La serata, attesa come evento musicale europeo, si è aperta con qualche defezione e con una certa diffidenza del pubblico di appassionati, ma si è conclusa con una lunga ovazione a tutti gli interpreti, all’affollato palcoscenico, al direttore israeliano Asher Fisch, assistente di Daniel Barenboim, al regista Damiano Michieletto (scuola Paolo Grassi).

Martinů, formatosi al Conservatorio di Praga da dove fu espulso per motivi disciplinari, fu fino al 1923 secondo violino dell’Orchestra Filarmonica Ceca. Trasferitosi a Parigi con una borsa di studio, incontrò Igor Stravinsky e il "Gruppo dei Sei" che lo avviarono al surrealismo. Intorno al 1928 fondò assieme ad altri l’École de Paris. Nel 1940 si trasferì per la guerra negli Stati Uniti e insegnò alla Princeton University. Tornato per un breve periodo a Praga, nel 1948 si stabilì definitivamente in Usa, dove tra gli altri ebbe come allievo Burt Bacharach. Stimolante il soggiorno romano dal 1953 al 1955. Oltre a sei sinfonie e numerosi balletti e brani strumentali, scrisse una decina di opere, fra le quali nel 1938 una Julietta e una Mirandolina nel 1959.

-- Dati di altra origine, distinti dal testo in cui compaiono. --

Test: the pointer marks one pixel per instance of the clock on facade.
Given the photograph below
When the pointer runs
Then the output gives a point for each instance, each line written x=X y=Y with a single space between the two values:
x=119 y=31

Evidenti in quest’opera le incidenze della diverse fasi della sua formazione artistica e culturale, a cominciare dalla sua terra ceca rievocata nei ritmi popolari, i due interventi con fisarmonica e violino in scena, ma anche le precise interferenze impressionistiche, le architetture spiccatamente neoclassiche alla Stravinsky, e pure le sue più lunghe ed incisive frequentazioni newyorkesi con le vocalità jazzistiche nero-americane. Su queste mescolanze originali di una cultura sospesa tra l’Europa delle due catastrofi e l’America del New Deal, l’apprendistato praghese del rigido contrappuntismo neobarocco con Josef Suk. Da una parte la semplicità dell’architettura generale dall’altra la levigatezza virtuosistica di alcuni pezzi, ma anche la grandiosità dei corali. Certamente un lavoro musicale assai complesso ed eterogeneo, lontano dalla musicalità dell’opera all’italiana, del belcantismo e delle melodiche romanze.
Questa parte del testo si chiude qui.